We published the AV data of each segment in two forms. First, the uncompressed 15-channel audio stream was stored in a WAV format. Second, we prepared a video stream in an MP4 format, using an H.264/MPEG-4 AVC encoder43 with a high-quality constant rate factor (CRF) of 18. The latter representation is treated as video data, but we added a synchronized audio track for easier database browsing. The single-channel audio comes from the central microphone (channel #8) compressed using the advanced audio coding (AAC) standard with a 192k bitrate.
Speech examination questionnaire
Each participant’s articulation was examined in detail under a dedicated diagnostic questionnaire prepared by our SLT team. The description addressed the child’s speech production (especially sibilants), and anatomical and physiological issues (regarding the tongue frenulum, upper lip, palate, and teeth; e.g., swallowing, breathing, and tongue mobility). The experts also assessed the production of individual sibilants. The questionnaire consisted of 196 fields (including general data on the examination and descriptive elements), all filled in Polish. For this study, we combined the original items and obtained a concise subset of 95 fields, mostly of categorical type (Table 4). Note that the definitions of articulatory features are provided with the dataset in the PDF file (see section Dataset files).

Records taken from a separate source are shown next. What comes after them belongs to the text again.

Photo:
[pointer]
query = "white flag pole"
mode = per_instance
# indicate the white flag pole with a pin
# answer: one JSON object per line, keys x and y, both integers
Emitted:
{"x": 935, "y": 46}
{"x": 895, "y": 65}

The goal was to prepare two independent diagnoses by two SLPs. One was done by the expert attending the examination simultaneously with the recording session (see section Speech and language therapy examination with a data recording session). The other was prepared by the second expert the other day without data recording. We collected double diagnoses in 181 out of 201 participants and single diagnoses in the remaining 20 cases. The dataset contains 185 diagnoses from expert E1 and 197 from expert E2.
Data Records
Database structure
The PAVSig dataset is available under the following DOI44: https://doi.org/10.7910/DVN/IHZRGB. The structure of the main folder of the PAVSig repository is shown in Fig. 5a. There is a separate folder with the audio, video, and speech diagnosis data from each participant, named 00XXX (XXX stands for the anonymized three-digit ID of a participant; the extreme folder names are 00030 and 00237), five CSV files with respective dataset specifications, and a PDF file presenting the diagnosis dictionary.

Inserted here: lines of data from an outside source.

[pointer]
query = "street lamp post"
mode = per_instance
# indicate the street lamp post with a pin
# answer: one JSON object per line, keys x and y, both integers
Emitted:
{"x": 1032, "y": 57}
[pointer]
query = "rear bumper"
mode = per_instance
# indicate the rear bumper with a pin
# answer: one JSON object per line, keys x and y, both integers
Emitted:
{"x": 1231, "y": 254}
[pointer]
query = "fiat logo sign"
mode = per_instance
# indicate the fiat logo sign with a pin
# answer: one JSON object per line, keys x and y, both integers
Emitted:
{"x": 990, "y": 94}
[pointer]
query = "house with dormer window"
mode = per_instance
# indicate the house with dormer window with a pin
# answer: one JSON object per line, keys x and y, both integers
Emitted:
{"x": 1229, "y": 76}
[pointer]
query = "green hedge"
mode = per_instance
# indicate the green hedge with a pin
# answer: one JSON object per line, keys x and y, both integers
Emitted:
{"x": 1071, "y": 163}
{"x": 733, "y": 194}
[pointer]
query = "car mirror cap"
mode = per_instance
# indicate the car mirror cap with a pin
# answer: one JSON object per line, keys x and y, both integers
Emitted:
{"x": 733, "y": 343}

All CSV files with dataset summaries use semicolon as a delimiter and are encoded using a UTF-8 standard. Two types of special characters must be imported carefully: Polish letters with diacritics and IPA (International Phonetic Alphabet) symbols. Although the dataset could bring the most valuable contribution to Polish speech research, we also paid attention to presenting all resources in English.
Participant folder
A complete participant folder contains two audio data subfolders, two video data subfolders, and a CSV file with a double-expert speech diagnosis (Fig. 5b). In the case of a missing recording of one of two parts, there are only single audio and video subfolders. The subfolder naming rule is: 00XXX-R-audio or 00XXX-R-video, where R = 1 or 2 refers to the first or second part of the recording session. The participant diagnosis from one or two SLPs is stored in a CSV file named 00XXX-diag.csv.
Audio data
Each audio data folder contains a complete set of WAV files with audio segments extracted from the recording of the corresponding part of the session (Fig. 5c). The segments contain either words or phones within words. Each WAV file stores an uncompressed 15-channel audio stream recorded at 16 bits and 44.1 kHz in a setup described in the Methods section (the order of channels in the WAV file corresponds to the arrangement shown in Fig. 3c).

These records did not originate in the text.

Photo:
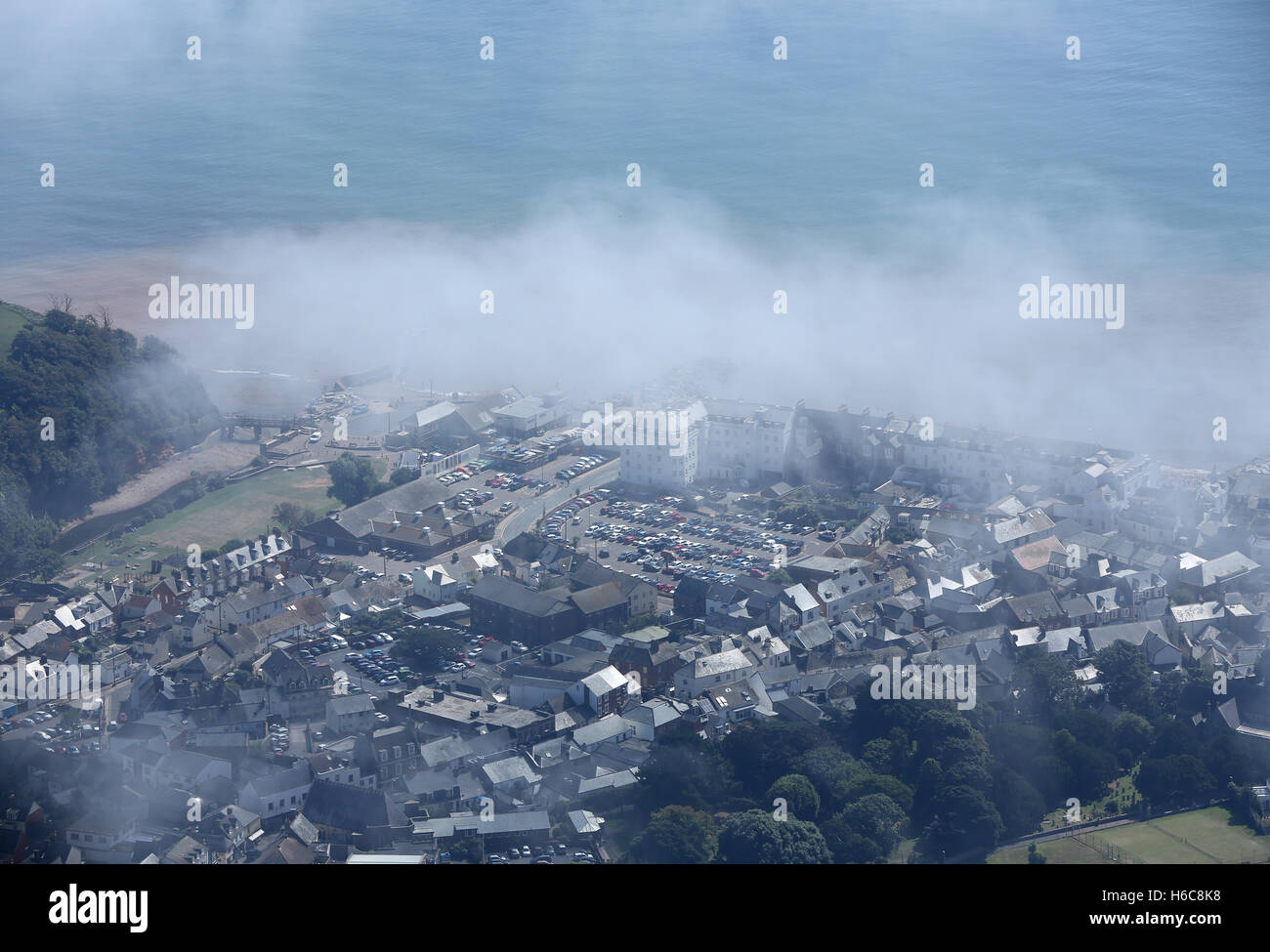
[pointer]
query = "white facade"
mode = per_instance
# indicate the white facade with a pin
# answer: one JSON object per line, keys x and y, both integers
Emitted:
{"x": 744, "y": 442}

The file nomenclature protocol is as follows:
-
The file name for a word or logotome is <word>.wav (word is a Polish word with removed diacritics and spaces).
-
The file name for a phoneme p within a word parentWord is <parentWord_p>.wav. There are some special cases here:
– To stay within Latin alphabet, sibilants are written as they sound in Polish. That makes p to be one-, two, or even three-letter patterns (e.g., see ci denoting
in Fig. 5c or zi, drz instead of
,
, respectively, in Fig. 5d). For more details see Table 6, field sibilant.
– If a word contains more than one phoneme of a certain type, a counter value follows p in the second and possibly next occurrence (see zaba_a.wav and zaba_a2.wav in Fig. 5c).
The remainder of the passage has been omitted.